How to Prevent Flag Sprawl in Microservices
This how-to is part of Designing a Scalable Flag Taxonomy. Sprawl is the predictable consequence of skipping that taxonomy: flags accumulate across services with no owner, no expiry, and no automated path to removal. When a microservice carries more than 15 active flags, evaluation overhead climbs, targeting logic becomes a maze, and incident responders waste minutes identifying which flag is relevant. This guide gives you a concrete procedure to measure sprawl, stop new flags from making it worse, and remove the ones that are already stale.
Prerequisites
ajv-cli(or equivalent JSON Schema validator) available in CIowner,expiry, andstatepopulated per the flag taxonomy
Step-by-Step Procedure
Step 1 — Measure your current sprawl baseline
Before you can stop sprawl, you need to know its shape. Count active flags per service, identify zero-evaluation flags over a rolling window, and flag any entries with missing metadata.
#!/usr/bin/env bash
# sprawl-audit.sh — generates a per-service flag density report
set -euo pipefail
REGISTRY="flags/registry.json"
EVAL_METRICS_URL="http://prometheus.internal/api/v1/query"
WINDOW="7d"
echo "=== Flag density by service ==="
jq -r 'to_entries[] | "\(.value.metadata.service // "unknown") \(.key)"' "$REGISTRY" \
| sort | awk '{counts[$1]++} END {for (s in counts) print counts[s], s}' \
| sort -rn
echo ""
echo "=== Flags missing mandatory metadata ==="
jq -r 'to_entries[]
| select(.value.metadata.owner == null or .value.metadata.expiry == null)
| .key' "$REGISTRY"
echo ""
echo "=== Zero-evaluation flags (last 7 days) ==="

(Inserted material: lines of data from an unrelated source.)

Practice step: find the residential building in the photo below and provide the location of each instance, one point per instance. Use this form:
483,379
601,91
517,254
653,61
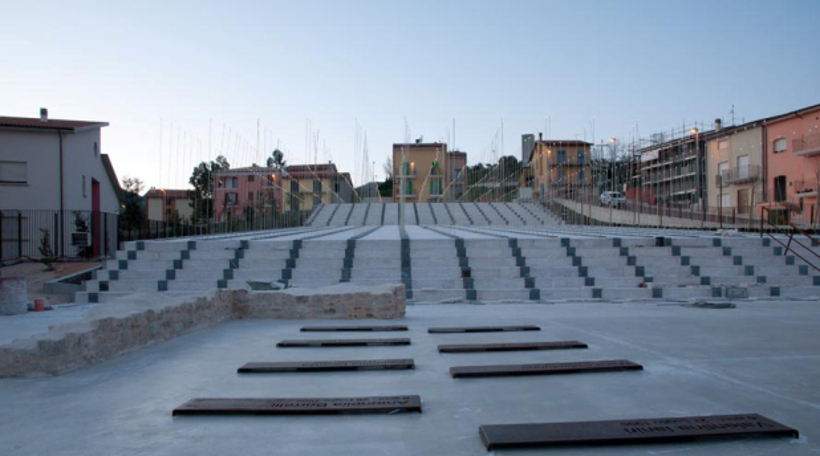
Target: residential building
734,172
428,172
54,173
162,205
253,190
672,170
306,186
455,185
791,161
527,143
558,167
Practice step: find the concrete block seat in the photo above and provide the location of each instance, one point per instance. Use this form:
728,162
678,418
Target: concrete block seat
458,214
425,214
357,214
476,215
512,217
492,216
341,214
374,215
442,216
526,214
391,214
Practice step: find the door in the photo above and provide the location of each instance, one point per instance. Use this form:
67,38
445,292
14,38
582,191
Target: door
743,166
743,201
95,218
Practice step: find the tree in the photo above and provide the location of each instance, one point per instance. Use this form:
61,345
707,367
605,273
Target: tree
132,205
276,160
202,179
387,167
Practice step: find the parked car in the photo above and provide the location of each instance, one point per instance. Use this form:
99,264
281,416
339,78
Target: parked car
612,199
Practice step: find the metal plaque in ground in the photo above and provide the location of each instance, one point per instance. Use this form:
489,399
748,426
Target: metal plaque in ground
521,346
327,366
352,328
343,342
300,406
544,369
468,329
655,430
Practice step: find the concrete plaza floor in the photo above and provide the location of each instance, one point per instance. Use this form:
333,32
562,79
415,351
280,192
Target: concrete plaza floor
761,357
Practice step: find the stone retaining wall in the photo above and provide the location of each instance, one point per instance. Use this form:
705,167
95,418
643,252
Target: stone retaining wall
143,319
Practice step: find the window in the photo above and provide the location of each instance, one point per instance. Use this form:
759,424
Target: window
723,170
779,189
780,145
743,166
13,172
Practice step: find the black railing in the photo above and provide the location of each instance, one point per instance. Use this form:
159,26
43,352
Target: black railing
34,234
69,235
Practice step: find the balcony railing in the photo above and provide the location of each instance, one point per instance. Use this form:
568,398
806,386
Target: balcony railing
738,175
805,187
807,144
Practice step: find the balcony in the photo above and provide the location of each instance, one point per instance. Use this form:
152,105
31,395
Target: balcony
807,145
805,187
737,176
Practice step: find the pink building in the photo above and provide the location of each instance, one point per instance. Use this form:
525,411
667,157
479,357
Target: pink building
253,190
791,159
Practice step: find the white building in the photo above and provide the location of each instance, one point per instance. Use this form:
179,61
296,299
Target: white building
48,170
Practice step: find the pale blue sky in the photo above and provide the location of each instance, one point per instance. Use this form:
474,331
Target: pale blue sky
654,64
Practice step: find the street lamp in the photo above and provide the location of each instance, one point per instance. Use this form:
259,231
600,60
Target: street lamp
694,131
614,146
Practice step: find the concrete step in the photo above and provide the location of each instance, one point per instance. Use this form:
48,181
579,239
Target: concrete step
435,296
446,284
490,295
381,274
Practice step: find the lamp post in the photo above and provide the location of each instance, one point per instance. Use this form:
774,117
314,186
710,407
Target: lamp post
614,145
695,131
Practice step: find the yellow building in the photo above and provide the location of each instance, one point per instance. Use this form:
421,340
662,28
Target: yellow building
559,166
420,172
306,186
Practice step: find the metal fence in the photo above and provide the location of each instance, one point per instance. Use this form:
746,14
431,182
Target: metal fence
585,207
68,235
34,234
152,229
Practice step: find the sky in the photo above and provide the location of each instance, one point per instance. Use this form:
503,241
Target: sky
181,82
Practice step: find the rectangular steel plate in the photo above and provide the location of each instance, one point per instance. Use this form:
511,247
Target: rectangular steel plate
655,430
544,369
353,328
522,346
482,329
342,342
300,406
324,366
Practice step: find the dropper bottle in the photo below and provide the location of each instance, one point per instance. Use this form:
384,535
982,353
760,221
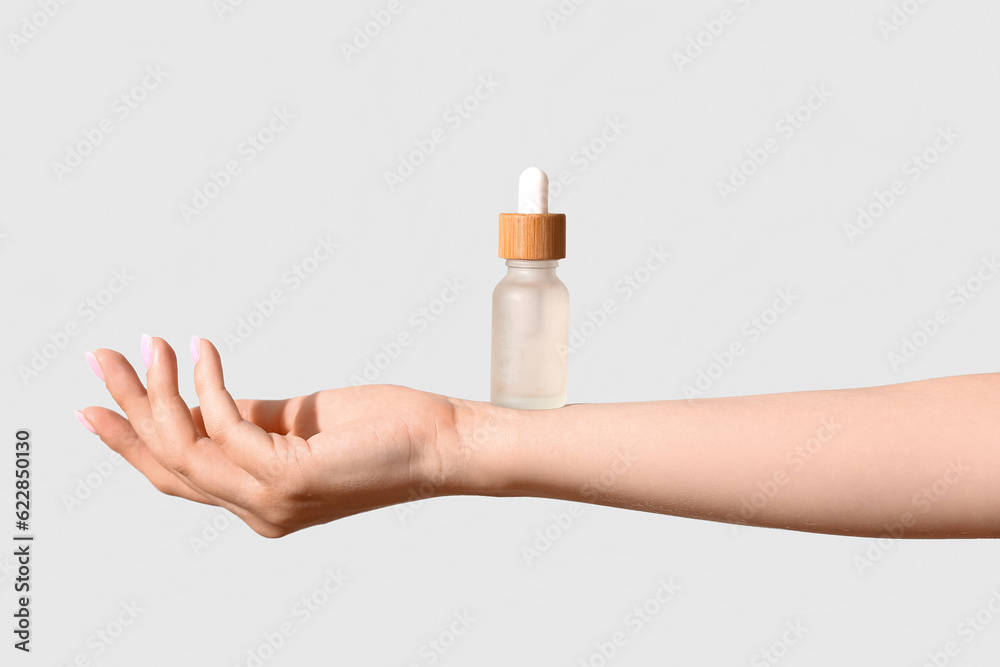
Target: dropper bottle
530,304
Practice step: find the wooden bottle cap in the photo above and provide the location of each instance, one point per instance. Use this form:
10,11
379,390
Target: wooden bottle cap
532,235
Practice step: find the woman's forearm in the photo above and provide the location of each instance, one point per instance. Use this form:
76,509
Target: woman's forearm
920,459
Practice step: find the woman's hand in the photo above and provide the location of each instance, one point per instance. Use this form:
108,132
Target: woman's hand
280,465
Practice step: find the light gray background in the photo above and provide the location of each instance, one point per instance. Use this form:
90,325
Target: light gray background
655,185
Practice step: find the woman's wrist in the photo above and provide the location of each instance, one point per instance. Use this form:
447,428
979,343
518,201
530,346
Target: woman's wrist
480,457
538,453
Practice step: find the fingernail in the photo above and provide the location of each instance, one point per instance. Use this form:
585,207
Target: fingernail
94,366
147,351
86,423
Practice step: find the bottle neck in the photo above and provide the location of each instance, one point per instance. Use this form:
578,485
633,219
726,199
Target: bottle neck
534,264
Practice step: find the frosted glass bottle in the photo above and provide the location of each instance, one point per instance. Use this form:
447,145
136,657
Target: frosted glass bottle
530,337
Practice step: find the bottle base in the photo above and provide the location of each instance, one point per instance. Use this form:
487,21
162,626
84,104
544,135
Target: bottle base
529,403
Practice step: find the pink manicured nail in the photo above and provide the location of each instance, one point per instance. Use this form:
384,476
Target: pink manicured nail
94,366
147,351
86,423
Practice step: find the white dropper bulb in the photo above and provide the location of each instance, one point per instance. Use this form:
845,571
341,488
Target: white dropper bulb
533,191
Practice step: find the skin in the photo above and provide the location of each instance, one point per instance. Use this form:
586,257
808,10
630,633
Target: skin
919,459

# Query Prometheus for flags with zero evaluations
curl -sG "$EVAL_METRICS_URL" \
--data-urlencode "query=sum by (flag_key)(increase(flag_evaluations_total[${WINDOW}])) == 0" \
| jq -r '.data.result[].metric.flag_key'
Any service reporting more than 15 active flags warrants an immediate cleanup sprint. Zero-evaluation flags are safe removal candidates once verified in staging.
Cross-link: if you are also seeing latency above 50ms on flag evaluations, the root cause is usually rule-engine overhead from too many active rules — see optimizing rule engine performance.
Step 2 — Block new sprawl at the CI gate
Sprawl prevention starts at flag creation. A CI check that requires owner, expiry, and a valid key format stops poorly-structured flags from ever reaching production.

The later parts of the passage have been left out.